Texas School Coalition Executive Director Christy Rome offered testimony on behalf of the Coalition to the House Select Committee on Educational Opportunities & Enrichment:

If your air-conditioning unit broke down this summer in the Texas heat and you had to replace it with an equal quality product, you would not expect to pay the same amount that you would have paid in 2019.  And you also might experience a difference in labor costs depending on your location in the state and your circumstances.  The market determines these costs and you as the consumer must pay them, and you will pay even more if you want a higher-quality unit.    

The same can be said for our schools if their AC unit goes down—and as they manage other costs of doing business.  Over 80% of the expenditures for any district in the state are personnel.  And the staff of the school district are facing higher prices to replace their AC units, or to pay their utility bills, or buy groceries or gas.  That means that schools must pay their employees more so they do not lose staff to other school districts, industries, or states.  We may not like it, but in order to provide high quality educational opportunities in all Texas schools, districts must have the ability to pay their staff more.

This committee was tasked with Ensuring all Texas youths enjoy equal educational opportunity and the freedom to obtain a quality education, regardless of circumstance.  You can do just that by increasing the Basic Allotment in a meaningful way so that schools can provide those high-quality opportunities for students, even as they face higher costs and higher expectations.

In a large and diverse state, costs can vary greatly.  Before 2019, a Cost of Education Index (CEI) existed in the school finance formulas.  It was repealed to allow for a Study on Geographic Education Cost Variations, but those findings were not put in place.

Adjusting for these differences matters because each district has its own circumstances, and  equal funding per student does not necessarily provide equal opportunities.  As you might imagine, it costs much more for a teacher in Austin or Dallas to pay for housing than a teacher in many of our rural communities in east or west Texas

Likewise, school districts on the coast face astronomically high rates for windstorm insurance, an expense not incurred by many other Texas districts.  Many of our rural communities face the challenge of paying staff enough to relocate to that rural area and keep them there and to overcome the diseconomies of scale. 

The point is that every district has its own circumstances, and building those differences into our formulas in a meaningful way would help ensure quality opportunities statewide.

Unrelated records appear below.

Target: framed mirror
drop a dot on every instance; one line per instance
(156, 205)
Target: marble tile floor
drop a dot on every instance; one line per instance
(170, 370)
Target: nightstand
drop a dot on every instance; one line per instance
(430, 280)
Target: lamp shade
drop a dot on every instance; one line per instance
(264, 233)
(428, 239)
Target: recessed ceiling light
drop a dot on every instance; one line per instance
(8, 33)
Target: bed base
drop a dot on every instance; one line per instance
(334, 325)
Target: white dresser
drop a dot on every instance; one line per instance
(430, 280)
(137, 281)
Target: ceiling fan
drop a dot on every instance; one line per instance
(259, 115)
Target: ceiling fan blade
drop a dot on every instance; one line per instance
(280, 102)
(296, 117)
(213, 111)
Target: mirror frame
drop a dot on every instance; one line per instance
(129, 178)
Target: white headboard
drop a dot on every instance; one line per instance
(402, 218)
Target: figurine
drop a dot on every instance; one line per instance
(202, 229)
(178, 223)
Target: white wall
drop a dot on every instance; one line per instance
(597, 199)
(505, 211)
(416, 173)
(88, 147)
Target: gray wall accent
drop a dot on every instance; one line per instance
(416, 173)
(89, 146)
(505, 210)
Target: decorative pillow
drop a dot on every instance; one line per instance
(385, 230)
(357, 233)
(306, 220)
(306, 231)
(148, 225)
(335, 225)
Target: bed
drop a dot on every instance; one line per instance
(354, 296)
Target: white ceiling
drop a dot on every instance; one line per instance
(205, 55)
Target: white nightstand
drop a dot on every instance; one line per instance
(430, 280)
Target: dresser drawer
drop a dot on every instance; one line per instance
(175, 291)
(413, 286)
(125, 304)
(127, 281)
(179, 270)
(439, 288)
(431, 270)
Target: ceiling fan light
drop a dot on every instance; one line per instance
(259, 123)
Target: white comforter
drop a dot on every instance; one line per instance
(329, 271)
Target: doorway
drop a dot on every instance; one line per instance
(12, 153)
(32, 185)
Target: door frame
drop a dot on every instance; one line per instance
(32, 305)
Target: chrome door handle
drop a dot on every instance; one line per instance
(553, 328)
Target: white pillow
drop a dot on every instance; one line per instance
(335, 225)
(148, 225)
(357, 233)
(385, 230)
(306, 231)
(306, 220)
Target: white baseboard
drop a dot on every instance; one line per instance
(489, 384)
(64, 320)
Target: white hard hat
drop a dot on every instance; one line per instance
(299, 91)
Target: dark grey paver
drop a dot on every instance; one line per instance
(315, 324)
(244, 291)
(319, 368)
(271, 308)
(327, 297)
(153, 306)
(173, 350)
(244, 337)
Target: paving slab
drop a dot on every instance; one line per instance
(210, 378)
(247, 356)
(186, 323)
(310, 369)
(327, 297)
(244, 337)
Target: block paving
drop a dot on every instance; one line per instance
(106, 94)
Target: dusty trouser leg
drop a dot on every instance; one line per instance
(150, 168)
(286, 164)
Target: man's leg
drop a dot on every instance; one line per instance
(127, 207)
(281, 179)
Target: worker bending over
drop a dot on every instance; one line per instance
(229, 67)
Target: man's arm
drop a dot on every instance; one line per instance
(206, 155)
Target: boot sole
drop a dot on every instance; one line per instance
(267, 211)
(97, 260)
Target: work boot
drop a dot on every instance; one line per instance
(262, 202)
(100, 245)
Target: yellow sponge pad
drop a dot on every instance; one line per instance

Funding reductions are not the way we get to a quality education for all students.  You can certainly create equity by reducing funding for some, but educational quality will suffer.  This is important to remember as we approach the expiration of the Formula Transition Grant after the 23-24 school year.  That transitional grant was intended to ensure schools were not worse off due to the passage of HB 3 in 2019.  It was meant to be transitional because schools would see additional funding over time, rendering that transitional grant unnecessary.  However, about 85 districts still rely on that grant and face significant funding cuts after this school year, absent legislative action.

If the state school finance formulas provide the funding for a high-quality education across the state, then it is up to each community to figure out what that looks like—through locally-elected trustees, and input from local parents and taxpayers.  Districts need flexibility to reflect those local community values. After all, that is the greatest kind of accountability you can have.

We recommend that the accountability system provide equal knowledge to taxpayers for the outcomes achieved by any school receiving public funding.  This should include:

  • Meaningful, multi-pronged assessments that are true reflections of student learning and achievement.
  • Locally elected officials to oversee the finances of schools receiving taxpayer funds, and an opportunity for any taxpayer to have their voice heard by those officials.
  • Open and public meetings to adopt the budget of any school that receives taxpayer funds.
  • Open records that allow any taxpayer to examine how tax dollars are spent — including what percentage of the taxes paid to the school district stay in the local district, and what percentage the State removes through recapture.

In conclusion, if there is anything as important as keeping the AC on during this blistering summer, it is the education of our children. We respectfully ask that you recognize how much the cost of educating students has increased since 2019, and that you make the investments needed for the high-quality educational opportunities that all of us want across our state.